It’s imperative that we continue to evolve our thinking on value and value creation.
Way back, in the old days, we created value for our customers by educating them about new products and solutions. The way customers learned about new things and how they might solve problems or addressed new opportunities was largely interactions with sales people. The value we created was educating them about products and services. Sales people used to be the primary source of information and learning, offering customers a view of what was going on both in and outside their companies. Customers didn’t have the web back then, search was a foreign concept. Perhaps they learned some through trade publications or trade shows, but when they really wanted to learn about products and solutions, the sales person was the source of that information.
Those days are long gone, with the overwhelming availability of information about products and services through any number of channels, largely digital. These channels, because of their easy access and richness become the preferred channels for learning, creating more value than the sales person in trying to understand new ways of doing things.
In those times, great sales people created another type of value. They focused not just on educating the customer on products and services, but they helped identify the results a customer could expect in the implementation of the solutions. These sales people created business cases, helping the customer articulate how much they might grow revenue, how they might decrease costs, how they might improve quality or customer service.
These sales people helped the customer understand and articulate the business case or value created through the implementation of a solution. It was expressed in financial terms like ROI, Payback, and so forth. These justifications, also, looked at risk assessments.

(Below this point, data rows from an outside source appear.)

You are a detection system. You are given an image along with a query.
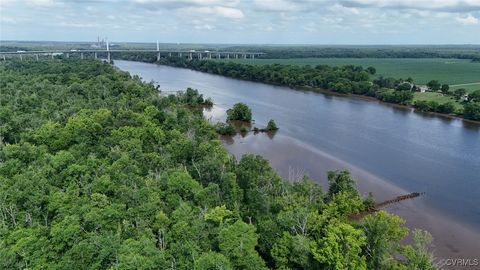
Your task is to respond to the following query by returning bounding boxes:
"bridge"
[0,41,265,62]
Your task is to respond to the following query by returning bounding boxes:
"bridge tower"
[107,39,111,63]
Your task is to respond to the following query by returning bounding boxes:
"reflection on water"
[116,58,480,231]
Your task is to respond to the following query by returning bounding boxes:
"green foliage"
[453,88,467,100]
[414,100,455,113]
[311,220,367,270]
[360,211,408,269]
[215,123,237,136]
[0,59,436,269]
[468,90,480,102]
[218,220,266,269]
[427,80,441,91]
[194,251,233,270]
[463,102,480,121]
[440,84,450,95]
[227,103,252,122]
[403,229,437,270]
[267,119,278,131]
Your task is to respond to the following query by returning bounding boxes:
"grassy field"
[413,92,463,112]
[450,81,480,93]
[220,58,480,85]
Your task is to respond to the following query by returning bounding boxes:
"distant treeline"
[0,58,436,270]
[229,46,480,61]
[0,43,480,61]
[159,57,480,120]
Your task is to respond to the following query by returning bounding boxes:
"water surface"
[115,61,480,232]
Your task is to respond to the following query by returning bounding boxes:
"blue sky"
[0,0,480,44]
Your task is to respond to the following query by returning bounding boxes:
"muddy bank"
[222,133,480,269]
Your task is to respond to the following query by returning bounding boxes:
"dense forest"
[154,58,480,120]
[0,59,435,270]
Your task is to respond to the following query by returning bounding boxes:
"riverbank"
[116,61,480,269]
[298,85,480,125]
[156,60,480,124]
[222,133,480,269]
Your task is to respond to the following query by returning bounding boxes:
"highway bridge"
[0,42,265,61]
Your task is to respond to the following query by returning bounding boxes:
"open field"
[450,81,480,93]
[221,58,480,85]
[413,92,463,112]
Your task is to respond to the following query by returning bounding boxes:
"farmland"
[221,58,480,85]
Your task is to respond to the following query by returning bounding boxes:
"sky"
[0,0,480,44]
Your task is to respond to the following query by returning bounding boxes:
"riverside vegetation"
[0,59,435,270]
[159,57,480,121]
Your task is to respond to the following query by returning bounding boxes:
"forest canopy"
[0,59,435,270]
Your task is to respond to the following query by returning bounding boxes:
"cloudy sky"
[0,0,480,44]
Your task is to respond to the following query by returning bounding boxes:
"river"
[115,60,480,262]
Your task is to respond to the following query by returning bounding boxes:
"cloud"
[213,6,244,19]
[339,0,480,12]
[456,14,478,25]
[254,0,305,11]
[133,0,239,9]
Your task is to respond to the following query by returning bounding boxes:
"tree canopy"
[0,59,433,269]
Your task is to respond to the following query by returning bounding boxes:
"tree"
[463,102,480,120]
[427,80,440,92]
[311,220,367,270]
[453,88,467,100]
[267,119,278,131]
[468,90,480,102]
[227,103,252,122]
[194,251,233,270]
[440,84,450,95]
[218,220,266,269]
[327,170,356,196]
[402,229,437,270]
[272,232,315,269]
[367,67,377,75]
[360,211,408,269]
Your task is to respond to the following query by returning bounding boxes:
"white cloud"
[339,0,480,12]
[254,0,301,11]
[456,14,478,25]
[213,6,244,19]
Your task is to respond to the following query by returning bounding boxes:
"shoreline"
[155,60,480,125]
[221,133,480,269]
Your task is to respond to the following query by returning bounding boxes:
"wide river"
[115,61,480,260]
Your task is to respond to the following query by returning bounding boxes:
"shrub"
[267,119,278,130]
[227,103,252,122]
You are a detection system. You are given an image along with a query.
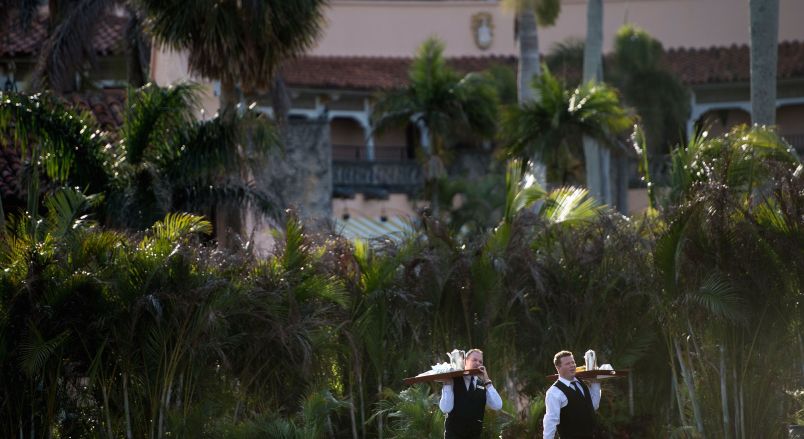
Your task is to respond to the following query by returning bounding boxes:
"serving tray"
[403,369,483,384]
[547,369,628,380]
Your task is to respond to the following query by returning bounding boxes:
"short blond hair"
[553,351,572,367]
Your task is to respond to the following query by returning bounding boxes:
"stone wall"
[257,119,332,223]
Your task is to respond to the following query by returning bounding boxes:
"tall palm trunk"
[720,345,731,437]
[748,0,779,125]
[516,6,547,187]
[583,0,611,204]
[516,7,541,105]
[673,340,704,436]
[213,79,243,248]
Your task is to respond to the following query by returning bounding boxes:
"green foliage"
[0,127,804,438]
[500,67,633,183]
[132,0,326,90]
[607,25,690,154]
[0,84,278,230]
[377,384,444,439]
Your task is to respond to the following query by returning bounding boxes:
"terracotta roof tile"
[283,41,804,90]
[65,88,126,130]
[0,88,126,198]
[0,14,128,57]
[282,56,516,90]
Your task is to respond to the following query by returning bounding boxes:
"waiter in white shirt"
[438,349,502,439]
[544,351,600,439]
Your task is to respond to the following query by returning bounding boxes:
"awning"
[335,216,413,241]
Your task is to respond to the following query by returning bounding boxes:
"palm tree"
[503,0,561,184]
[582,0,613,204]
[134,0,327,112]
[0,0,150,94]
[748,0,779,125]
[654,126,802,437]
[373,38,497,217]
[501,67,632,187]
[608,25,690,156]
[0,84,276,230]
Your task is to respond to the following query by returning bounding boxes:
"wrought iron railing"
[332,144,413,162]
[332,160,423,193]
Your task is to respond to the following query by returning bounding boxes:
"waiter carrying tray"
[544,351,600,439]
[438,349,502,439]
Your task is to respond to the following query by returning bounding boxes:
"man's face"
[463,352,483,370]
[556,355,575,380]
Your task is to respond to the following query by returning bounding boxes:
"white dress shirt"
[543,377,600,439]
[438,375,502,414]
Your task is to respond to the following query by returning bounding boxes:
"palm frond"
[151,213,212,242]
[137,0,326,90]
[539,187,605,225]
[500,65,633,173]
[503,159,547,224]
[45,188,102,238]
[19,324,70,378]
[686,273,744,322]
[0,92,113,193]
[166,107,279,184]
[121,83,200,165]
[31,0,109,90]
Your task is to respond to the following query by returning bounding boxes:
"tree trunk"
[125,7,151,87]
[346,372,357,439]
[673,340,704,436]
[123,373,134,439]
[720,345,731,437]
[516,3,541,105]
[213,79,243,248]
[271,73,292,135]
[516,6,547,188]
[583,0,611,204]
[748,0,779,125]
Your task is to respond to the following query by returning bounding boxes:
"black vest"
[444,377,486,437]
[553,380,595,438]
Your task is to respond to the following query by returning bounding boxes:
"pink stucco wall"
[312,0,804,56]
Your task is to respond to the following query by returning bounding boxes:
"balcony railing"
[332,160,423,193]
[332,145,413,162]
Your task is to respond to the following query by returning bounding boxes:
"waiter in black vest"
[544,351,600,439]
[438,349,502,439]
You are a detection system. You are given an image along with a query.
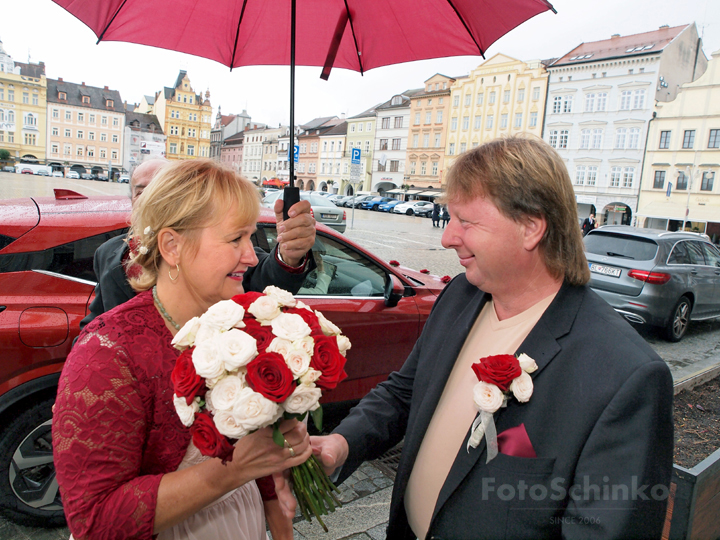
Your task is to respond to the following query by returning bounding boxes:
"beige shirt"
[405,294,555,538]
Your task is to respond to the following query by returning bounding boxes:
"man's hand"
[274,199,315,266]
[310,433,350,475]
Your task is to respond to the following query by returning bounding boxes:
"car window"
[262,224,387,297]
[583,231,658,261]
[0,228,127,281]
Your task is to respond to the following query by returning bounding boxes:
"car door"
[256,223,420,403]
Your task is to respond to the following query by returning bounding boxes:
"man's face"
[442,197,527,294]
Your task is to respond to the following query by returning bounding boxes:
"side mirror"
[385,274,405,307]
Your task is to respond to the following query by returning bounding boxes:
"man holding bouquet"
[312,138,673,540]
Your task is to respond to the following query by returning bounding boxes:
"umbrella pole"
[283,0,300,219]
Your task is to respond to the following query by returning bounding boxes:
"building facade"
[0,41,47,164]
[155,70,212,159]
[543,24,707,225]
[638,50,720,244]
[47,78,123,176]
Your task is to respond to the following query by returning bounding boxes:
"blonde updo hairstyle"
[129,159,260,291]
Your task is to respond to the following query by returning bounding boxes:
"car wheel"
[665,296,692,342]
[0,399,65,527]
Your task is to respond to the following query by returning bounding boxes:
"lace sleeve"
[52,333,162,539]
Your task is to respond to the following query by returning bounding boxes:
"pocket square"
[498,424,537,458]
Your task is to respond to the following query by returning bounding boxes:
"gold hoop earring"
[168,264,180,283]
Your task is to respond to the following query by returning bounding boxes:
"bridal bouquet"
[171,286,350,532]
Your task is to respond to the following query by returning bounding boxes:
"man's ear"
[523,216,547,251]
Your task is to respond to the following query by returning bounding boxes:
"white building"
[543,24,707,225]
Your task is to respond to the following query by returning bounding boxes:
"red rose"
[310,336,347,390]
[240,315,276,353]
[245,352,296,403]
[190,412,235,463]
[170,347,205,405]
[232,291,265,311]
[472,354,522,392]
[284,308,324,336]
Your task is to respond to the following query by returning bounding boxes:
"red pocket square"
[498,424,537,457]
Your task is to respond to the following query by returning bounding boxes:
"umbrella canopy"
[54,0,552,76]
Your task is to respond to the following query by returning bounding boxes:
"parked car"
[393,201,432,216]
[0,190,444,526]
[584,225,720,341]
[378,199,402,212]
[263,191,347,233]
[360,197,394,212]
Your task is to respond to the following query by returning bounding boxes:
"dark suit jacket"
[80,235,314,329]
[335,274,673,540]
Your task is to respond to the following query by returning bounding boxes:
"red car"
[0,190,444,526]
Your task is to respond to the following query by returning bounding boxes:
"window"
[700,171,715,191]
[659,131,670,149]
[683,129,695,148]
[653,171,665,189]
[708,129,720,148]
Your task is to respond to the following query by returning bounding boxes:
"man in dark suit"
[80,159,315,328]
[312,138,673,540]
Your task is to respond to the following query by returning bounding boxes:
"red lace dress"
[52,291,265,539]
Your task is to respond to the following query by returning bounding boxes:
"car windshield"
[583,232,658,261]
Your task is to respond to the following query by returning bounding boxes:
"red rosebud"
[472,354,522,392]
[240,315,276,353]
[170,347,205,405]
[245,352,296,403]
[190,412,235,463]
[310,336,347,390]
[232,291,265,311]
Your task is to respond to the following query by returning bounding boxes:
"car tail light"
[628,270,672,285]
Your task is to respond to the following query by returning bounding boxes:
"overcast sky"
[0,0,720,125]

The solution justification analysis was often accompanied by an implementation plan.
Where Value Creation Falls Short
The business case resulting from implementing the solution and risk case is still a critical part of the customer buying and decision process. Sadly, while there are great tools (DecisionLink is probably the most innovative I’ve seen), too often we fail to create the business case–selling only on price. But the customer still has to get this work done, even if we aren’t helping them. We miss an opportunity by leaving the task of creating the business/change management case to the customer.
In the past 10-15 years, we’ve talked about value we create with the customer in the form of helping them think about their businesses differently, bringing them insights, helping them see what others may be doing and what they can learn from them. In this, we help the customer recognize the need to change. We created value through bringing insights and helping them consider changing.
More recently, we’ve learned customers struggle in their buying process. We’ve found 53% of their buying journeys end in no decision made. It has nothing to do with selecting a solution, but more about aligning the diverse agendas and priorities in the buying group. Customers wander in the process, they start, stop, restart. People innovated in the buying process change, priorities change. Other things arise, diverting them to those.
We’ve learned that we create a lot of value with our customers, by helping them complete their process and learn how to buy and manage their buying process through a decision and implementation. After all, if they fail to complete the buying process and actually implement a solution, they will fail to address the problem or opportunity they sought to address.
We’re now seeing another phenomenon arise, creating a new opportunity to help our customers. Where, in the past, they might have lacked information, or missed opportunities to improve; today they are overwhelmed and confused. They struggle with the sheer quantity of high value information, trying to figure out which is most relevant to them.
The customer is, in some form, suffering from insight exhaustion and struggle to make sense of all this information, focusing on that which is most relevant to what they face. We create value by helping the customer make sense of things, narrowing their focus to the things most relevant to what they are trying to achieve.
We, finally, are learning that buying is probably the smallest part of the challenge the customer faces. Buying is just a component of an overall change initiative. Where customers invest most of their time and struggle the most is with these changes. We aren’t helping them on the toughest part of their work when we just focus on our solutions and what they might buy. If they can’t successfully manage the much bigger change issue, in fact they have no reason to buy. So we have to move beyond the problem we solve to the problem the customer needs to solve.
As one might expect the stakes for value creation continue to evolve, or at least our understanding of it continues to evolve. We are moving from creating value with our customers through sensemaking, to looking at decision confidence. The customer have the confidence they have chosen well.
New Opportunities for Value Creation
We see other things impacting our customers, which create new opportunities to create value with them. Helping them deal with complexity, helping them understand and recognize the disruptions their customers face and their industry faces. Helping them rethink what they are doing and consider new approaches. Helping them innovate and more effectively serve their customers.
Value and value creation continues to evolve. Sadly, too many sales people aren’t evolving to better support their customers. Too many stop at educating customers about products and presenting the best price. Too many fail to seize the opportunity to create more value with the customer. And customers are recognizing this, choosing to minimize the time spent with sales people.
There is a huge need, there is a huge opportunity. We need to step up our game.